あん摩・マッサージの施術を受ける場合、一定の要件を満たす場合には「療養費」として健康保険を使うことができます。

 

 健康保険が使える場合(一部負担金で受けられます)

 筋麻痺・関節拘縮などで、その制限されている関節の可動域の拡大と筋力増強を促し、症状の改善を目的として、医師の同意のある場合に「療養費」として健康保険を使うことができます。

 

◇医師の同意について

初回申請時には、医師の同意書が必要です。
 

◇往療料について

脳梗塞等による半身麻痺や半身不随などにおいて、麻痺のため歩行が不可能または甚だしく困難である場合には、あんま・マッサージ師が患者様の所へ往療するための交通費(往療料)が支給されます。
※歩行困難、歩行不可である旨の医師の同意が必要となります。

  

 

× 健康保険が使えない場合(全額自己負担での受診になります)

以下のような場合は、健康保険が使えませんのでご注意ください。全額自己負担になります

  • 日常の疲労、肩こり、腰痛、体調不良や筋肉疲労、筋肉痛などの解消。
  • 慰安目的によるあんま(指圧及びマッサージを含む)代わりの利用。など

 

 

 

あん摩・マッサージにかかる場合の注意事項

注意その1:定期的に医師の同意が必要となります

 健康保険を使って施術を受ける場合、3か月ごとに同意が必要となります。医師の同意のないあん摩・マッサージの施術は、健康保険の対象となりません。

 

注意その2:療養費支給申請書は必ず自署(サイン)してください

 療養費支給申請書には、負傷原因、負傷名、日数、金額が記載されていますので、間違いがないか確認し、必ず自分で署名(サイン)をしてください。

 麻痺等により、ご自身で署名できない場合は、施術内容を確認のうえ、ご家族の方に記入・押印してもらってください。

◇療養費支給申請書とは?
 → 施術を受けた方の治療費を「協会けんぽ」に請求し支払いを受けるために必要な書類です。

 

注意その3:領収証をもらいましょう!

 領収証をもらい、金額に間違いがないか確認しましょう。もし金額などに誤りがあれば、協会けんぽまでご連絡ください。

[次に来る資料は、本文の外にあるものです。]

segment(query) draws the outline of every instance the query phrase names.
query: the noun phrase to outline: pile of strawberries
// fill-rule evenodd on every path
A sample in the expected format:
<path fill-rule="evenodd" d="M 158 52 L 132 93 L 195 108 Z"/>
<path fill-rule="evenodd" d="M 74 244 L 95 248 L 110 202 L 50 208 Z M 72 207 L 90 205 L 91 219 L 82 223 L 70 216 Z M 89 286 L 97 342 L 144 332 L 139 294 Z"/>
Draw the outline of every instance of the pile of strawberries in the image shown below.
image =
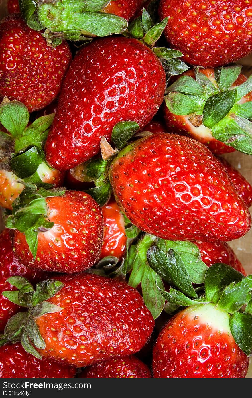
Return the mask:
<path fill-rule="evenodd" d="M 9 0 L 0 377 L 244 378 L 252 0 Z"/>

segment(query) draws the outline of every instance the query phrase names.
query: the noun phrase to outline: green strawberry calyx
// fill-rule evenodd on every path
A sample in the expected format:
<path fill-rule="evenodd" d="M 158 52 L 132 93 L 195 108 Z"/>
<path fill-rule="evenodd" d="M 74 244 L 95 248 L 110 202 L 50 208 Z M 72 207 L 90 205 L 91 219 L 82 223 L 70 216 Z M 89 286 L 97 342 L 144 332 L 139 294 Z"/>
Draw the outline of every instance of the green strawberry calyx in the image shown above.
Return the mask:
<path fill-rule="evenodd" d="M 236 343 L 250 356 L 252 355 L 252 275 L 244 277 L 229 265 L 214 264 L 207 267 L 202 278 L 203 292 L 202 287 L 195 289 L 192 284 L 193 273 L 191 275 L 188 265 L 185 266 L 184 251 L 179 254 L 170 246 L 166 241 L 158 242 L 150 248 L 147 255 L 149 265 L 156 273 L 156 287 L 167 300 L 168 307 L 177 309 L 180 306 L 215 304 L 216 308 L 228 314 L 230 330 Z M 159 286 L 160 276 L 171 286 L 169 291 Z"/>
<path fill-rule="evenodd" d="M 172 75 L 180 74 L 185 72 L 189 67 L 180 59 L 182 53 L 166 47 L 155 47 L 155 43 L 162 34 L 167 24 L 168 18 L 165 18 L 157 23 L 144 8 L 141 17 L 139 17 L 129 25 L 127 32 L 124 33 L 142 41 L 150 47 L 160 59 L 168 79 Z"/>
<path fill-rule="evenodd" d="M 41 359 L 36 348 L 43 349 L 45 344 L 37 325 L 36 318 L 63 309 L 47 300 L 59 291 L 64 285 L 59 281 L 48 279 L 37 284 L 34 291 L 27 279 L 22 277 L 12 277 L 7 281 L 17 290 L 4 292 L 2 295 L 12 302 L 26 307 L 27 310 L 18 312 L 9 320 L 4 334 L 0 334 L 0 347 L 6 343 L 21 341 L 27 352 Z"/>
<path fill-rule="evenodd" d="M 113 0 L 112 0 L 113 1 Z M 43 35 L 55 47 L 63 39 L 87 42 L 96 36 L 120 33 L 127 20 L 104 12 L 109 0 L 19 0 L 21 14 L 35 30 L 46 29 Z"/>
<path fill-rule="evenodd" d="M 174 115 L 186 116 L 195 127 L 209 129 L 226 145 L 252 154 L 252 101 L 244 101 L 252 91 L 252 76 L 237 85 L 240 65 L 215 69 L 214 79 L 202 70 L 197 67 L 195 79 L 182 76 L 167 88 L 167 107 Z"/>
<path fill-rule="evenodd" d="M 33 184 L 20 182 L 24 183 L 25 189 L 13 202 L 12 213 L 6 215 L 5 224 L 7 228 L 17 229 L 25 234 L 34 259 L 37 249 L 38 234 L 46 232 L 54 225 L 48 219 L 45 199 L 64 195 L 66 189 L 45 189 L 43 184 L 38 188 Z"/>

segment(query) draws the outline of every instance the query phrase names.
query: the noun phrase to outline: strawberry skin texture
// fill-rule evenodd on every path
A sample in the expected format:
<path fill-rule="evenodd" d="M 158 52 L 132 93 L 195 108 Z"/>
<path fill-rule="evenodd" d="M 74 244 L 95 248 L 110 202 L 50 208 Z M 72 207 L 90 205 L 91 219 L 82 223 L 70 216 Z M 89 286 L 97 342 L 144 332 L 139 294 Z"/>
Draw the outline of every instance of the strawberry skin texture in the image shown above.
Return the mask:
<path fill-rule="evenodd" d="M 7 321 L 20 310 L 20 307 L 2 295 L 6 291 L 16 290 L 6 280 L 12 276 L 22 276 L 33 285 L 51 277 L 51 275 L 43 271 L 35 271 L 23 265 L 13 254 L 9 230 L 0 234 L 0 332 L 3 332 Z"/>
<path fill-rule="evenodd" d="M 169 17 L 166 37 L 192 65 L 222 66 L 252 51 L 250 0 L 161 0 L 160 19 Z"/>
<path fill-rule="evenodd" d="M 126 147 L 111 168 L 119 206 L 142 230 L 219 242 L 249 230 L 248 209 L 221 164 L 194 140 L 156 134 Z"/>
<path fill-rule="evenodd" d="M 68 170 L 98 153 L 119 121 L 141 128 L 156 113 L 165 74 L 152 50 L 135 39 L 98 39 L 85 46 L 71 64 L 45 145 L 53 167 Z"/>
<path fill-rule="evenodd" d="M 24 234 L 15 230 L 13 247 L 22 263 L 45 271 L 80 272 L 99 258 L 103 235 L 101 208 L 87 193 L 67 191 L 63 196 L 47 198 L 48 218 L 55 223 L 38 234 L 33 261 Z"/>
<path fill-rule="evenodd" d="M 37 359 L 29 354 L 20 343 L 0 347 L 0 377 L 12 378 L 74 377 L 76 369 L 51 359 Z"/>
<path fill-rule="evenodd" d="M 252 187 L 240 173 L 227 160 L 223 158 L 220 159 L 220 160 L 239 196 L 248 207 L 250 207 L 252 205 Z"/>
<path fill-rule="evenodd" d="M 123 217 L 114 199 L 103 206 L 102 211 L 104 235 L 100 259 L 113 256 L 120 259 L 125 252 L 127 241 Z"/>
<path fill-rule="evenodd" d="M 0 96 L 29 112 L 42 109 L 59 94 L 71 57 L 66 42 L 53 49 L 20 14 L 7 17 L 0 26 Z"/>
<path fill-rule="evenodd" d="M 227 264 L 246 276 L 246 273 L 235 253 L 225 242 L 196 242 L 201 257 L 208 267 L 216 263 Z"/>
<path fill-rule="evenodd" d="M 49 301 L 64 309 L 36 321 L 45 342 L 42 356 L 85 367 L 145 345 L 154 322 L 135 289 L 86 273 L 57 279 L 64 285 Z"/>
<path fill-rule="evenodd" d="M 102 11 L 114 14 L 129 20 L 140 8 L 146 0 L 114 0 L 110 2 Z"/>
<path fill-rule="evenodd" d="M 7 8 L 8 9 L 8 12 L 9 14 L 13 14 L 14 13 L 20 12 L 19 8 L 19 4 L 18 4 L 18 0 L 8 0 Z"/>
<path fill-rule="evenodd" d="M 150 369 L 133 355 L 110 359 L 88 367 L 79 377 L 85 378 L 150 378 Z"/>
<path fill-rule="evenodd" d="M 158 338 L 152 365 L 155 378 L 242 378 L 248 358 L 231 334 L 229 314 L 210 303 L 172 318 Z"/>

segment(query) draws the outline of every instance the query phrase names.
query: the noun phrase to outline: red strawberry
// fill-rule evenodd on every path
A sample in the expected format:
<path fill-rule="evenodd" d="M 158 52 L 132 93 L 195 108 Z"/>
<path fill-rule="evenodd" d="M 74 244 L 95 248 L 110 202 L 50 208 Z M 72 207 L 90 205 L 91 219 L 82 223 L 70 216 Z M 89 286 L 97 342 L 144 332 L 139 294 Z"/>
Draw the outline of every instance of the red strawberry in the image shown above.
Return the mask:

 なお、領収証については、医療費控除に含めることもできますので、大切に保管してください。
 

 

ご協力のお願い

協会けんぽより施術内容についてお尋ねすることがあります

 ご申請いただく「あん摩・マッサージ」のほとんどは適正な申請でありますが、その中のごく一部に、架空請求や水増し請求といった不適切な申請が含まれていることがあり、テレビや新聞を通じて問題となっています。

 協会けんぽでは、不正請求を防止するため、適正な支払いがされているかどうか調査が必要と判断される場合には、「協会けんぽ」より電話または文書で、負傷原因、施術年月日、施術内容、医師の同意の有無、往診の必要性などを照会させていただくことがあります。

 照会がありましたら、健康保険における適正な運営のためにもご協力のほどお願いいたします。

 ※施術の記録(負傷部位・施術日・施術内容など)、領収書の保管をお願いします。